Es incuestionable que hasta el reino animal han llegado los conflictos religiosos de los humanos, pues yo puedo certificar que los gatos practican el catolicismo, y que los perros son protestantes todos. Si usted desea comprobar la exactitud de mi descubrimiento observe funciones de sus respectivas vidas. Durante años sospeché esa diferencia al advertir la inclinación de los gatos por la vida muelle y la de los perros por la vida activa, mas confirmé mi sospecha cuando mi mujer compró un sustituto cárnico (el llamado protoleg), que el perro engulló ávidamente en tanto que el gato se redujo a husmearlo, cubriéndolo después con tierra, como suele hacerlo con sus propios desperdicios. Ya en punto de absoluta convicción hice un última prueba: llevé al gato una dosis de caviar beluga Romanof, que primero olfateó como refinado gourmet y comió luego con verdadera unción, mas cuando al siguiente día le serví un poco de Plumfish, ese sustituto del caviar que ahora se vende “artificially colored and flavored”, el felino dio media vuelta y se retiró asqueado. Experiencia tan concluyente me convenció de que gatos y perros profesan no sólo credos religiosos diversos sino excluyentes, todo ello confirmado por el hecho de que los gatos apenas si beben agua, y eso porque nadie les ha ofrecido media botella de vino.

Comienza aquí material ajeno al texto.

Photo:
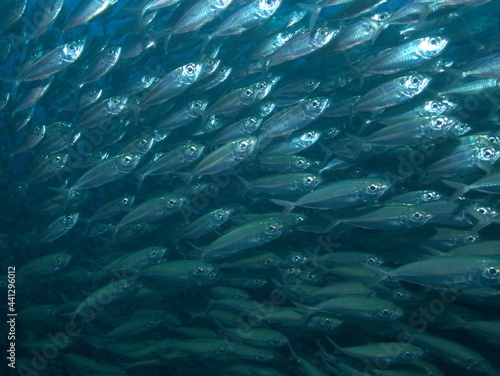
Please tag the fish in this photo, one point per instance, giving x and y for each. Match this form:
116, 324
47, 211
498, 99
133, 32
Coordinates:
218, 187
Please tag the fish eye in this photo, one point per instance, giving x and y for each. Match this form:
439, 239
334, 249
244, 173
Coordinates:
492, 271
417, 216
482, 210
488, 153
471, 239
439, 122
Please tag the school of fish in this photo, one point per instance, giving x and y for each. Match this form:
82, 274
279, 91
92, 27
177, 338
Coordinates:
250, 188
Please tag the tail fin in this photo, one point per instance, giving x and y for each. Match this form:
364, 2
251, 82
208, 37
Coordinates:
460, 188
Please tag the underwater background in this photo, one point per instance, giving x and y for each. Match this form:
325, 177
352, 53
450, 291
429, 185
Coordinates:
217, 187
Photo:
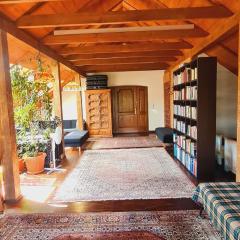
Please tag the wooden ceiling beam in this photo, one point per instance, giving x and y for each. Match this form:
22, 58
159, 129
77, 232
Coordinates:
216, 34
124, 36
162, 53
110, 48
123, 60
11, 28
126, 67
66, 20
25, 1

En Castilla se dice con profunda sabiduría: “Si encuentras vino, bebe vino. Pero si encuentras una fuente de agua fresca y cristalina… ¡bebe vino!”² Por esa convicción tan sabia, en países cultos como Italia, Francia y España jamás le recibirán en la mesa con un vaso de agua, y mucho menos con hielo. Allí usan el agua para bañarse (y muy poco), sin dar pie a suponer que un líquido indicado para usos agrícolas y ganaderos pueda ser objeto de consumo humano. Pueblos que (confío) nunca incurrirán en la refinada hipocresía de exhibir un vaso de agua sobre la mesa como certificado de buena conducta, que a eso equivale tal práctica en los restaurantes de los Estados Unidos y en las mesas “oficiales” de los políticos mexicanos, pues aun los de costumbres más depravadas sólo beben en público agua mineral, o cuando más, en los extremos de la orgía, aguas de chía, melón y guanábana
Extraído del libro Nueva Guía de Descarriados (1977) de José Fuentes Mares
²Me gustaría cambiarlo por “Si encuentras cerveza, bebe cerveza. Pero si encuentras una fuente de agua fresca y cristalina… ¡HAZ CERVEZA!”